# The Nintendo Entertainment System Music Database

"The Nintendo Entertainment Music Database", which I will be abbreviaiting to NES-MDB from here on out, is a dataset created by Chris Donahue, Huanru Henry Mao, and Julian McAuley. It contains thousands of songs found within Nintendo Entertainment System video games, with each song containing a musical score for four instrument voices and expressive attributes for the dynamics and timbre of each voice. It is this portion of the NES-MDB that sets it apart from other music databases, as unlike others which typically only contain MIDI files, the NES-MDB contains all of the information necessary to render *exact* acoustic performances of the original compositions.

## Intended Use

The purpose of this database is to bring forth a new wave of polyphonic music generation that puts an emphasis on expressive performance attributes. While there are many other datasets that give a look into similar music compilations, it is the expressive attributes available in this dataset, along with the four distinct instrument voices, that give a clear and concise view of how music was composed for the NES. Along with the dataset, a tool was also created by the authors that allows computer generated compositions to be rendered as NES style audio, which can then be used for researchers to try out their music as waveforms capable of being read by the NES. A tool such as this permits even greater depths to which researchers can explore the finer details of automated music generation for the NES.

## The Score Formats

Within the database, there are a total of six different musical formats that allow unique looks into the structure of the NES music library. The main ones focused on in the paper include the blended composition, separated composition, and expressive compositin, which I will explain in more detail below, as they provide the most use for researchers. Along with these, MIDI files for each track are included which deliver a familiar format to anyone who wishes to view the music from the NES. The NES language modeling (NLM) format is also here. It contains a timestamped list of instructions that control the synthesizer state machine inside the NES. The final format in the database is the video game music (VGM) format. This is where all of the prior formats were derived from, as it is the raw sound file that contains the code for the music. Although these last three formats were not discussed in depth in how they can be used in their own areas of study, they undoubtably have a wide range of use when it comes to studying various topics in general music composition and raw video game music files.

## Blended Score Format

Much of the prior research on monophonic music composition uses the blended score format, making it the standardized benchmark for seqeuntial models. Due to the format not maintaining the unique instrument voices, however, it is not ideal for NES music. Nevertheless, it can still be quite useful here for comparison between alogrithms as a baseline score.

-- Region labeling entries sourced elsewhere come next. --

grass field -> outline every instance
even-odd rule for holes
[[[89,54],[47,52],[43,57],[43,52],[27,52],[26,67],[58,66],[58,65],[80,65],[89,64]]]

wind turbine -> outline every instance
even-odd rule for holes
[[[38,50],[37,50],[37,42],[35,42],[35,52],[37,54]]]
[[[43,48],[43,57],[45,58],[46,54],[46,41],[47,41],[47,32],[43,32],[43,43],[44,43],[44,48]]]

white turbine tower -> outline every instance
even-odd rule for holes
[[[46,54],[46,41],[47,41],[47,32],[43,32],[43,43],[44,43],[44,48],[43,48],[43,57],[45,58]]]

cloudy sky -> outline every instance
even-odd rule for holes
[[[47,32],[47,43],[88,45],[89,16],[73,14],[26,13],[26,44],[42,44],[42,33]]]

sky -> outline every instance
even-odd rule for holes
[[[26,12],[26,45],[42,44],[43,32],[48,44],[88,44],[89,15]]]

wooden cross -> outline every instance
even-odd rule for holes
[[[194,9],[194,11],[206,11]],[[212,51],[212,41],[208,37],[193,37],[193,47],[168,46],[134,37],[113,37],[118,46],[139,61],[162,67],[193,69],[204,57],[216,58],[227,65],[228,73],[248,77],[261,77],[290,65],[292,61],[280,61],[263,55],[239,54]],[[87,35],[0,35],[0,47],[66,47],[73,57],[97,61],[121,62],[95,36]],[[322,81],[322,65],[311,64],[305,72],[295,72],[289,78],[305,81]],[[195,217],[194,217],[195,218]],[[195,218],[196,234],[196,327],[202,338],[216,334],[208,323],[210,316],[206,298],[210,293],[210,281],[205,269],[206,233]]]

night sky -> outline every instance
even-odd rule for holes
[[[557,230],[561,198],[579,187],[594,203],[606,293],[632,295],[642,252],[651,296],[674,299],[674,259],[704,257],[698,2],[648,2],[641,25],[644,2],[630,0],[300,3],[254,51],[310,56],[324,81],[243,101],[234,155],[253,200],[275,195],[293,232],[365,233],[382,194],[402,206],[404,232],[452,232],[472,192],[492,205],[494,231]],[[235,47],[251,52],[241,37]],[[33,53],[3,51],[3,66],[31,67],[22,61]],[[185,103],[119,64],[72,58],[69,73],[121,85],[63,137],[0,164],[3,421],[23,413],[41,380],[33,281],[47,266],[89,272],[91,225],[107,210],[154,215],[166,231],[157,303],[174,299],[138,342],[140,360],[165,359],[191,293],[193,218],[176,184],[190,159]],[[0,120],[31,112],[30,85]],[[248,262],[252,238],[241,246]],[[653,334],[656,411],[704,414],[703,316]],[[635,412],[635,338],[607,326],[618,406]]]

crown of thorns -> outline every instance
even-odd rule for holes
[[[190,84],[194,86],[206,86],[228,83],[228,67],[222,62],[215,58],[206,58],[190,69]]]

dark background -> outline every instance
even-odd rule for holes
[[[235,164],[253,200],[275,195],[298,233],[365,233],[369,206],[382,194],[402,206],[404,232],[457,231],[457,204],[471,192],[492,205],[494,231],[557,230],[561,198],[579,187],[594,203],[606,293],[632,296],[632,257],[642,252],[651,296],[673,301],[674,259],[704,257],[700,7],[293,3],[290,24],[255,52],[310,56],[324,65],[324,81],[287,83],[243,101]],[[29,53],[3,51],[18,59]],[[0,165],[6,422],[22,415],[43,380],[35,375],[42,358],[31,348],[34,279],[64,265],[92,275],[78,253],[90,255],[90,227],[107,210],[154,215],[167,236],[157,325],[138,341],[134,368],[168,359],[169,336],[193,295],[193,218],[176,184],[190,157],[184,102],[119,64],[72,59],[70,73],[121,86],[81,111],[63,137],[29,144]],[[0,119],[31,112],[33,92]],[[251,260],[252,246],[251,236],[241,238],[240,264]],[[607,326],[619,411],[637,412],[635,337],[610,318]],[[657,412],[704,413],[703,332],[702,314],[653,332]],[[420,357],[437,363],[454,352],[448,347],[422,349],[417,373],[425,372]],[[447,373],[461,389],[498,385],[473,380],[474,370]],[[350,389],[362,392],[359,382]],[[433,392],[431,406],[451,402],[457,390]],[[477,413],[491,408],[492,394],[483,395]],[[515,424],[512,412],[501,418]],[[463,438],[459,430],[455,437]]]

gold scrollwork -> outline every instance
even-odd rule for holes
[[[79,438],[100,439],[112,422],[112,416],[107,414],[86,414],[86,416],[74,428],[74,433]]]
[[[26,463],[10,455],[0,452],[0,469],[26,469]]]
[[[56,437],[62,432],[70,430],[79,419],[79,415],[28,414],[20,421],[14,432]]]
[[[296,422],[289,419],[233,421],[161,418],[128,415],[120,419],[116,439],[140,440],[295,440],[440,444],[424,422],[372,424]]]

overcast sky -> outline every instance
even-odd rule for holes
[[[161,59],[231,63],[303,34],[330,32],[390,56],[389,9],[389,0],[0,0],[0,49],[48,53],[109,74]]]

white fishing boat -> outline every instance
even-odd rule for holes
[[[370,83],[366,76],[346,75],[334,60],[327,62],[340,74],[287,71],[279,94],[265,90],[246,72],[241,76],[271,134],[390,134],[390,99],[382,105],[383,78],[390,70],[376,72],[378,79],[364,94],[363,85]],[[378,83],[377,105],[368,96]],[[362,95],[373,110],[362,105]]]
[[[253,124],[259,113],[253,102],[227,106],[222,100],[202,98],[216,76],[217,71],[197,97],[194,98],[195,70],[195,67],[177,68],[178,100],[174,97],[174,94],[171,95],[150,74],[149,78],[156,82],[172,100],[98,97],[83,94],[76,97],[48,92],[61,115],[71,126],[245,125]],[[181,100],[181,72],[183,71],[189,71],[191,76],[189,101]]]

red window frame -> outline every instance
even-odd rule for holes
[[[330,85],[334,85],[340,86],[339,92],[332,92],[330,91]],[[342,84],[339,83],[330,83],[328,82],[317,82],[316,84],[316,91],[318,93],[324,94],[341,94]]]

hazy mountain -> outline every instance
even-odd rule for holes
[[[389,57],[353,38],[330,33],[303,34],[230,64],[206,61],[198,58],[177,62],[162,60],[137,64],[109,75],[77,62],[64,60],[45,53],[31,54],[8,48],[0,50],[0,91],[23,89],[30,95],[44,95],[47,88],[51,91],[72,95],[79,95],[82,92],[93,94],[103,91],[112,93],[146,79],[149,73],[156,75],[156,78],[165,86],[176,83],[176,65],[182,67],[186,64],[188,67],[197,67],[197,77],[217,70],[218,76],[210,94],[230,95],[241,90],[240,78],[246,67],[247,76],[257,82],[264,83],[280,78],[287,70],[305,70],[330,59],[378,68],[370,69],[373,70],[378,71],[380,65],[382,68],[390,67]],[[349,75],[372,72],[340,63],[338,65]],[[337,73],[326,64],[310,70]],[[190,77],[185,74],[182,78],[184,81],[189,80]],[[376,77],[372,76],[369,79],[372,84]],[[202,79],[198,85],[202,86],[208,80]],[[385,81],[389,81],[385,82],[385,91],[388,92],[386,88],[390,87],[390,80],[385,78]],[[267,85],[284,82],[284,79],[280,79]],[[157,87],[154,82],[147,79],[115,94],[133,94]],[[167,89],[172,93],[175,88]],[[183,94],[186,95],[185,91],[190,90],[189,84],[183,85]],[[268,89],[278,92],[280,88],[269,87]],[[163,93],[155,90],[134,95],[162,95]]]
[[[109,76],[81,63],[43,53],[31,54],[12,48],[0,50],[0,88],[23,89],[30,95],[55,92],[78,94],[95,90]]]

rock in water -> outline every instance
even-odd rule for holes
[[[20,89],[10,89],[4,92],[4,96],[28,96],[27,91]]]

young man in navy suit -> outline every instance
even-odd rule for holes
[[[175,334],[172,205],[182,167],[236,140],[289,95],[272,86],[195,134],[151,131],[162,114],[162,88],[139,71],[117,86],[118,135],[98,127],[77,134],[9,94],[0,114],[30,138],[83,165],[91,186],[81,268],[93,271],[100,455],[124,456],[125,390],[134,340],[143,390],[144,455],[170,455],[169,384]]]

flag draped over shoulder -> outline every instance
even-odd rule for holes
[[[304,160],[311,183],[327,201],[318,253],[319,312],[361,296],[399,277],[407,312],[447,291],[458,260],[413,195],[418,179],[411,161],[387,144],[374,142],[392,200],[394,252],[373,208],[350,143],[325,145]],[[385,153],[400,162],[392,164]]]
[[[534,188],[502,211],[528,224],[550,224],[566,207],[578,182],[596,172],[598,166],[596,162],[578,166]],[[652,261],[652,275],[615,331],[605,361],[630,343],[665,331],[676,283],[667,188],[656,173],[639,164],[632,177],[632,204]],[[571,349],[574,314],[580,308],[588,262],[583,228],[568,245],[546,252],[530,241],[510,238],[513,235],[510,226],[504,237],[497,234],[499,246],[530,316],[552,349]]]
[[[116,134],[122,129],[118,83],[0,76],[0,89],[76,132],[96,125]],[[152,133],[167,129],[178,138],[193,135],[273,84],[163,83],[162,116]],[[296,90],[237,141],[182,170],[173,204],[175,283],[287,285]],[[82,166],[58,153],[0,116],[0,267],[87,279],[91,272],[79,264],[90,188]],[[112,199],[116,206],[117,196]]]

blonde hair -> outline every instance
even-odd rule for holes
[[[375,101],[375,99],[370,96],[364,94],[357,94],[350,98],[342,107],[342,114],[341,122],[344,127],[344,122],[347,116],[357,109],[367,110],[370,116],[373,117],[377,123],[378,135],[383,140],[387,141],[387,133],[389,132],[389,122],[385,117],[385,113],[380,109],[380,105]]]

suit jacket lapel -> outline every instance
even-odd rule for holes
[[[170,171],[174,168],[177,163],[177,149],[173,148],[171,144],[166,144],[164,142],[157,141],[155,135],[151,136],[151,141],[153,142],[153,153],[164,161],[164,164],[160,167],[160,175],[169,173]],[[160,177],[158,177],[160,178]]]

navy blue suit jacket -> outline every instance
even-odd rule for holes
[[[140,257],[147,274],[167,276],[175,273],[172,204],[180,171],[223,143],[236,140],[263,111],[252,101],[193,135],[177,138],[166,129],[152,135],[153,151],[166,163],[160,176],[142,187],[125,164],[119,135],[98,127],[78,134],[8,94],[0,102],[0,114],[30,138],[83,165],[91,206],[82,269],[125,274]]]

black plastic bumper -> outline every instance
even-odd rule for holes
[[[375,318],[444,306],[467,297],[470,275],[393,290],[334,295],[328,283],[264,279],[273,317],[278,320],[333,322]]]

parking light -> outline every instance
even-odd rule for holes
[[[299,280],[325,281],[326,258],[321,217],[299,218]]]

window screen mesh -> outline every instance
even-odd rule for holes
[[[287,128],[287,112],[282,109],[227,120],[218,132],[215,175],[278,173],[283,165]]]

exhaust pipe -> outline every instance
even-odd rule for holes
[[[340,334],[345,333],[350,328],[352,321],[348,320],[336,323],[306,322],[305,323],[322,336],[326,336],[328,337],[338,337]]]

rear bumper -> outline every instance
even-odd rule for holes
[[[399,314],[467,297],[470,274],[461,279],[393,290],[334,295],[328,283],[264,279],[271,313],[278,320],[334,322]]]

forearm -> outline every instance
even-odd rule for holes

The blended score is calculated by the following formula: *P(c) = P(B1) · P(B2 |B1) · ... · P(BT |Bt<T )*
* *B* is binary matrix of size *N x T*
* *N* is the number of possible note values (88 for the NES)
* *T* is the timestamp of the note
* *B[n, t] = 1* if a voice is playing a note *n* at timestamp *t*, and *0* otherwise

Below is a depiction of the blended score format for the song *Ending Theme* in the NES game *Abadox*.
![Blended Score](https://raw.githubusercontent.com/chrisdonahue/nesmdb/master/static/score_blended.png)

## Separated Score Format

Unlike the blended format, the separated score format encodes a monophonic sequence for every instrument voice available, rather than only allowing one voice. Due to the nature of the hardware restrictions within the NES APU only allowing four unique instrument voices, this format delivers an ideal way to view the sequence in which the voices are played.

The separated score is calculated by the following format: *P(c) = ∏(T, t=1) · ∏(V, v=1) · P(Sv,t | Sv,t̂≠t, Sv̂≠v,∀t̂)*
* *S* is a matrix of size *V x T*
* *V* is the number of instrument voices
* *T* is the timestamp of the note
* *S[v, t] = n* represents the note *n* played by the voice *v* at timestamp *t*

Below is a depiction of the separated score format for the song *Ending Theme* in the NES game *Abadox*.
![Seperated Score](https://raw.githubusercontent.com/chrisdonahue/nesmdb/master/static/score_separated.png)

## Expressive Score Format

The final format on display is where we get to view the expressive attributes that makes this dataset special. The expressive score format builds off of the separated score format, but adds on the dynamics such as velocity and timbre of each note. It is this format that the creators of the database hope to bring about revolution in polyphonic music generation.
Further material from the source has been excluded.